Thursday, April 20, 2006

Nearly 20 years on... we've learned nothing?


Signs bearing the names of towns decimated in the Chernobyl disaster hang in Kiev's Chernobyl museum. AP

Watchdog accused of covering up Chernobyl death toll, Sydney Morning Herald, April 20.

Alright, so it's Greenpeace doing the accusing and a lot of people don't take Greenpeace all that seriously (odd, isn't it, that we don't trust people who are trying to do the right thing for the environment, while we are more comfortable with accepting the word of companies that churn out loads of toxic gasses, test on animals, club seals to death, etc).

But let's be realistic!

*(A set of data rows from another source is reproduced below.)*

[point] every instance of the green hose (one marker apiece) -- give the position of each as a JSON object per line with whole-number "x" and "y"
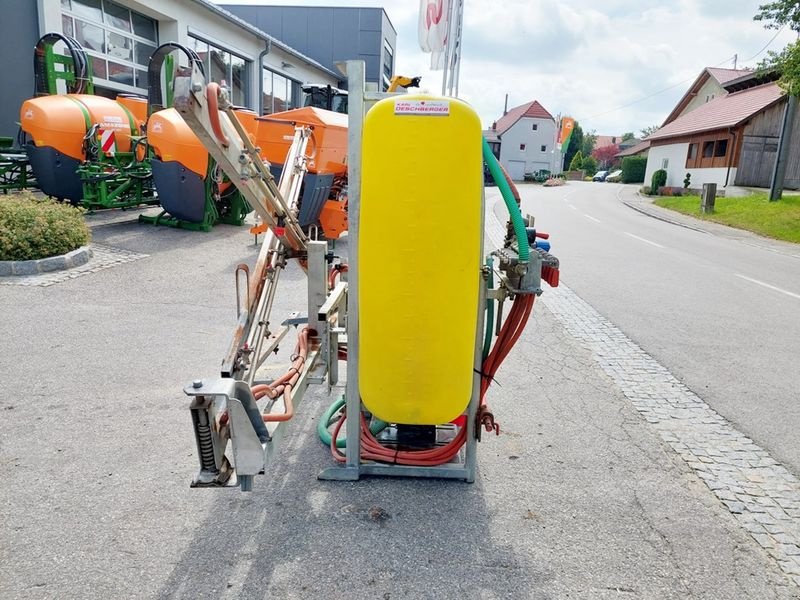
{"x": 322, "y": 427}
{"x": 487, "y": 340}
{"x": 511, "y": 204}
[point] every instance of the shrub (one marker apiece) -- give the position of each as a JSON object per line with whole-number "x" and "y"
{"x": 659, "y": 180}
{"x": 633, "y": 168}
{"x": 33, "y": 228}
{"x": 577, "y": 162}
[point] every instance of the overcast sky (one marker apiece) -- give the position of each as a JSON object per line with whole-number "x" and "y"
{"x": 582, "y": 58}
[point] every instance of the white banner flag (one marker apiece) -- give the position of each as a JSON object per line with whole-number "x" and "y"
{"x": 434, "y": 16}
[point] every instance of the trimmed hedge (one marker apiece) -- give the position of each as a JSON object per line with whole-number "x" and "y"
{"x": 33, "y": 228}
{"x": 658, "y": 181}
{"x": 633, "y": 169}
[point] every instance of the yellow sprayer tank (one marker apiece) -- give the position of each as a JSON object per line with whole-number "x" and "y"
{"x": 419, "y": 282}
{"x": 57, "y": 126}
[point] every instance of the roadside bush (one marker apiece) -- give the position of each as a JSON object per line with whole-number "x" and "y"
{"x": 633, "y": 169}
{"x": 577, "y": 161}
{"x": 659, "y": 180}
{"x": 33, "y": 228}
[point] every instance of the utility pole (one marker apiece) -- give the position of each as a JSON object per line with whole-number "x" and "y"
{"x": 784, "y": 144}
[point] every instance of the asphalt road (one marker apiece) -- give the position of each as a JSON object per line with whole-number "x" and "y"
{"x": 578, "y": 498}
{"x": 718, "y": 308}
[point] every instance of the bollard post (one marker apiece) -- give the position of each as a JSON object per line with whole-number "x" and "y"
{"x": 708, "y": 198}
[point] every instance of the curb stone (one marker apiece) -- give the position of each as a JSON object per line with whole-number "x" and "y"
{"x": 76, "y": 258}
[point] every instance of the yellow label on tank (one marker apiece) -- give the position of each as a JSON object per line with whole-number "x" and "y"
{"x": 419, "y": 258}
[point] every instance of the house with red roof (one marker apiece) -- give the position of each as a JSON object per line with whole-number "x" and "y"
{"x": 523, "y": 140}
{"x": 730, "y": 139}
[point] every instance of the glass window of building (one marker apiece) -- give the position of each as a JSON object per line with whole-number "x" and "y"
{"x": 280, "y": 92}
{"x": 223, "y": 66}
{"x": 118, "y": 40}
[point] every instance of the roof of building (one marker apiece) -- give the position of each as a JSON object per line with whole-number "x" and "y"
{"x": 601, "y": 141}
{"x": 720, "y": 113}
{"x": 531, "y": 110}
{"x": 491, "y": 136}
{"x": 722, "y": 76}
{"x": 634, "y": 150}
{"x": 230, "y": 17}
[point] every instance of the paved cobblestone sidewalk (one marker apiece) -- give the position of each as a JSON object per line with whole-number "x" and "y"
{"x": 762, "y": 494}
{"x": 103, "y": 257}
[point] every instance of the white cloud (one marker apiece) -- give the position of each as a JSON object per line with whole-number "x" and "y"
{"x": 584, "y": 58}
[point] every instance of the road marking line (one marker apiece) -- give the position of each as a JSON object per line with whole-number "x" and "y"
{"x": 636, "y": 237}
{"x": 766, "y": 285}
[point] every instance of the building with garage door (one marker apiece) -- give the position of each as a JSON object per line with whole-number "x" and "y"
{"x": 731, "y": 139}
{"x": 331, "y": 34}
{"x": 524, "y": 141}
{"x": 263, "y": 72}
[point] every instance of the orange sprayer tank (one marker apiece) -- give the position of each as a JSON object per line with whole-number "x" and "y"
{"x": 57, "y": 126}
{"x": 180, "y": 165}
{"x": 328, "y": 145}
{"x": 61, "y": 122}
{"x": 137, "y": 106}
{"x": 173, "y": 140}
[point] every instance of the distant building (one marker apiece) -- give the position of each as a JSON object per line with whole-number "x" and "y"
{"x": 730, "y": 140}
{"x": 524, "y": 141}
{"x": 331, "y": 34}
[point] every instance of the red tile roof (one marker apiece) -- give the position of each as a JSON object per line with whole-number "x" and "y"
{"x": 601, "y": 141}
{"x": 722, "y": 76}
{"x": 727, "y": 111}
{"x": 531, "y": 109}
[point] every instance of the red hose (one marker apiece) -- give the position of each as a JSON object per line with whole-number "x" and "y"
{"x": 372, "y": 449}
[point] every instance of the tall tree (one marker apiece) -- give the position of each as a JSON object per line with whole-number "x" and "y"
{"x": 589, "y": 140}
{"x": 776, "y": 15}
{"x": 575, "y": 144}
{"x": 606, "y": 155}
{"x": 649, "y": 130}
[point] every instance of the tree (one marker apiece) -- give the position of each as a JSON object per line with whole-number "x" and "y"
{"x": 606, "y": 155}
{"x": 649, "y": 130}
{"x": 589, "y": 140}
{"x": 577, "y": 162}
{"x": 575, "y": 144}
{"x": 777, "y": 15}
{"x": 589, "y": 166}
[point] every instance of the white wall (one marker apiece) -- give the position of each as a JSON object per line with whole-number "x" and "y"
{"x": 522, "y": 133}
{"x": 676, "y": 154}
{"x": 178, "y": 18}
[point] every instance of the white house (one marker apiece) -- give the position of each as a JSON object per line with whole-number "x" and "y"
{"x": 729, "y": 140}
{"x": 523, "y": 139}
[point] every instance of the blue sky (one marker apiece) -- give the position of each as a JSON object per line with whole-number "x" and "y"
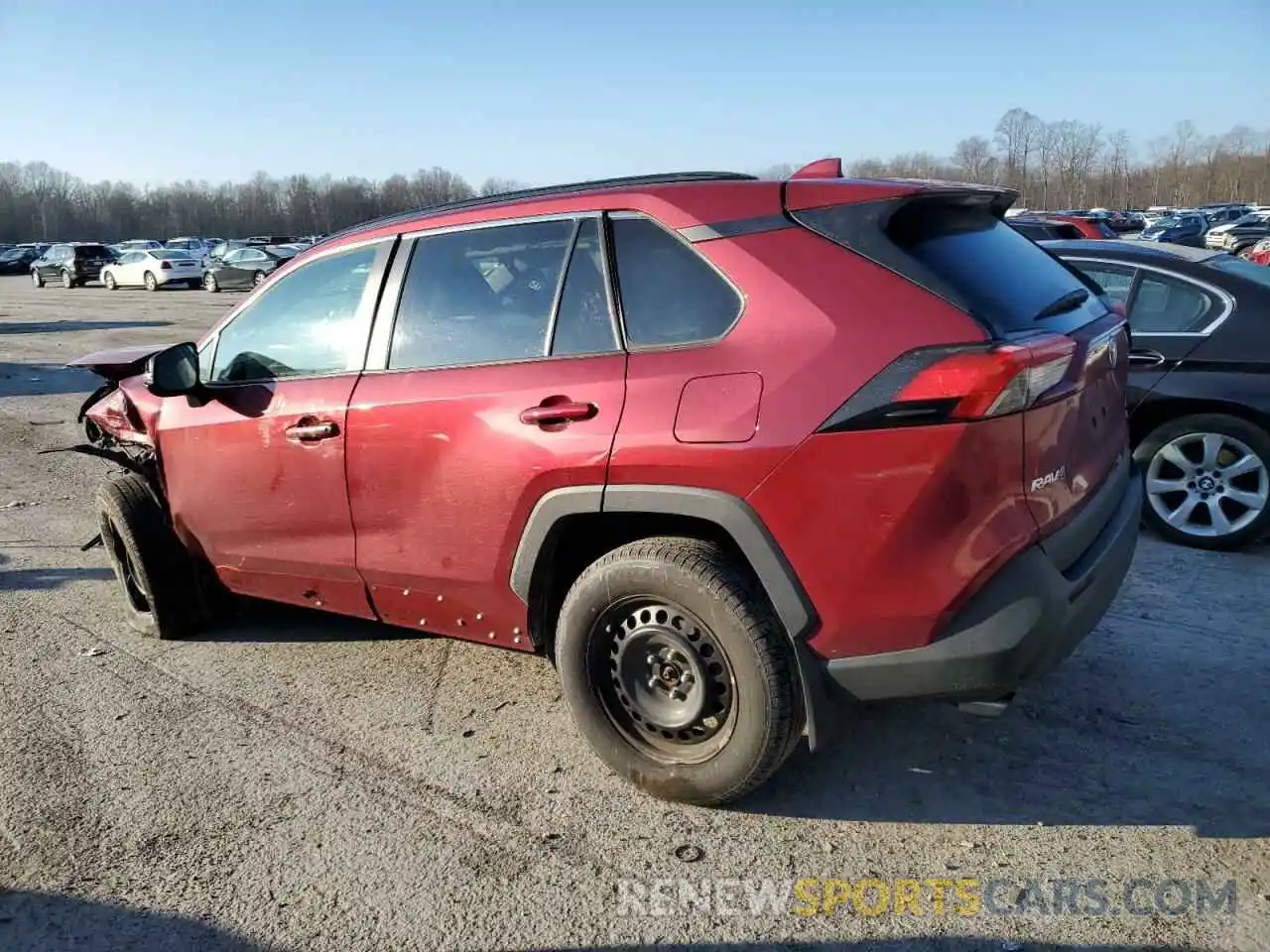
{"x": 545, "y": 90}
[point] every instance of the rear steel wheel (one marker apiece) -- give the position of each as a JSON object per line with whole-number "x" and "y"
{"x": 663, "y": 679}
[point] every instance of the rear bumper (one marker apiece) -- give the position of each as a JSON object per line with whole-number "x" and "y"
{"x": 1023, "y": 624}
{"x": 178, "y": 276}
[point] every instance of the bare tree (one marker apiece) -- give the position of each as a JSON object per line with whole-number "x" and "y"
{"x": 498, "y": 186}
{"x": 1065, "y": 163}
{"x": 974, "y": 160}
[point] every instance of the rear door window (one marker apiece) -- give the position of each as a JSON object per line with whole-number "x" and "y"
{"x": 480, "y": 296}
{"x": 1165, "y": 304}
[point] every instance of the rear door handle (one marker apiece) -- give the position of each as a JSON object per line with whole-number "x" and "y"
{"x": 310, "y": 430}
{"x": 564, "y": 412}
{"x": 1146, "y": 358}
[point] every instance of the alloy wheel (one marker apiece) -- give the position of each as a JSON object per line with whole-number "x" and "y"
{"x": 1206, "y": 484}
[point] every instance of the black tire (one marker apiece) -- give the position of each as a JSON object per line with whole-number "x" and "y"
{"x": 158, "y": 579}
{"x": 1251, "y": 435}
{"x": 698, "y": 579}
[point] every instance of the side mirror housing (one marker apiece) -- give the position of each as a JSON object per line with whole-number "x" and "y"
{"x": 173, "y": 372}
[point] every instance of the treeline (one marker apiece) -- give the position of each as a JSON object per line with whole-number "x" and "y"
{"x": 1072, "y": 164}
{"x": 1062, "y": 164}
{"x": 39, "y": 202}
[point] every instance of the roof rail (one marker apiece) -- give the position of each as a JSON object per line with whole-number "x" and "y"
{"x": 828, "y": 168}
{"x": 543, "y": 191}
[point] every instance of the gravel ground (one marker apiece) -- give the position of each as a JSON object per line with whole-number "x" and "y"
{"x": 298, "y": 780}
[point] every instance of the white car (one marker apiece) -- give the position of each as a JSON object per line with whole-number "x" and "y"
{"x": 193, "y": 246}
{"x": 1215, "y": 236}
{"x": 153, "y": 270}
{"x": 137, "y": 245}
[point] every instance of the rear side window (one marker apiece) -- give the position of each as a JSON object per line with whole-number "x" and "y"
{"x": 1115, "y": 280}
{"x": 962, "y": 252}
{"x": 1169, "y": 306}
{"x": 670, "y": 295}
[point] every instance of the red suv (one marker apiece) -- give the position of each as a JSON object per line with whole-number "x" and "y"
{"x": 705, "y": 440}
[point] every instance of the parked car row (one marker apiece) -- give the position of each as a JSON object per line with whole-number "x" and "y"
{"x": 187, "y": 262}
{"x": 1236, "y": 229}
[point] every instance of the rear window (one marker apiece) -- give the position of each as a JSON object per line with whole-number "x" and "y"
{"x": 964, "y": 253}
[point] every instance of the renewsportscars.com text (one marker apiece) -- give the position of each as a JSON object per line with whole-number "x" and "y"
{"x": 937, "y": 895}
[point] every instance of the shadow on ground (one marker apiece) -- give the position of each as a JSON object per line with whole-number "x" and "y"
{"x": 915, "y": 944}
{"x": 1095, "y": 744}
{"x": 41, "y": 921}
{"x": 44, "y": 380}
{"x": 248, "y": 620}
{"x": 56, "y": 326}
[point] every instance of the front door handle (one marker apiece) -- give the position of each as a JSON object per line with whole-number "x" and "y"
{"x": 310, "y": 430}
{"x": 558, "y": 411}
{"x": 1146, "y": 358}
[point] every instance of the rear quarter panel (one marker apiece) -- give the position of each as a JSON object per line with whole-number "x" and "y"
{"x": 818, "y": 322}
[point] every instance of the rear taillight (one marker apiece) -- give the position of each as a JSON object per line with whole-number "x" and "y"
{"x": 957, "y": 384}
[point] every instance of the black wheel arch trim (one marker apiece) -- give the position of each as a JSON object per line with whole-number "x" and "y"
{"x": 731, "y": 515}
{"x": 728, "y": 512}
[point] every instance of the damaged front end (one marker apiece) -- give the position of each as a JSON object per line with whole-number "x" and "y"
{"x": 118, "y": 416}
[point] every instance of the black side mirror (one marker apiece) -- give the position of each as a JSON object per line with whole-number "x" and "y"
{"x": 173, "y": 372}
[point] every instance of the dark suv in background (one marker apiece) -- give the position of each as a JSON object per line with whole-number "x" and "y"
{"x": 71, "y": 264}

And remember that the report that Greenpeace commissioned was done by 52 independent scientists (read the Greenpeace press release here and more about the report here) (and while you're about it, there's a great Bulletin article here that focuses on the UN's report).

To quote from the SMH article: "The Chernobyl Forum, a group of eight UN agencies, and governments from Ukraine, Belarus and Russia, estimated an eventual death toll of only a few thousand as a result of the April 26, 1986, explosion at the power plant in the Ukrainian town of Chernobyl."

Would you really think that only 56 people died as a direct result of the meltdown and subsequent explosion as the UN agencies, including the International Atomic Energy Agency, claim? And that the maximum number of deaths would be around 4000? Kind of hard to accept, especially when 250 times the amount of radiation was discharged in the accident than that released by the nuclear bomb America dropped on Hiroshima, which had an estimated figure of 118,661 civilian deaths from August 6, 1945, up to August 10, 1946.

And the UN report also suggested "health problems in the region were connected with heavy drinking and smoking and a culture of victimisation." Nice. Blame it on the locals and ignore the damage that nuclear power has the ability to create given the wrong sort of circumstances. Did the UN take lessons from the Soviet regime about "underestimating" disasters? It just seems that governments are so desperate to use nuclear energy that they're willing to ignore and dismiss legitimate concerns about it, as well as huge problems that have come up in the past.

At what cost in terms of human lives, displacement, deaths of animals, environmental destruction, loss of livelihood, etc comes "cheap" nuclear energy?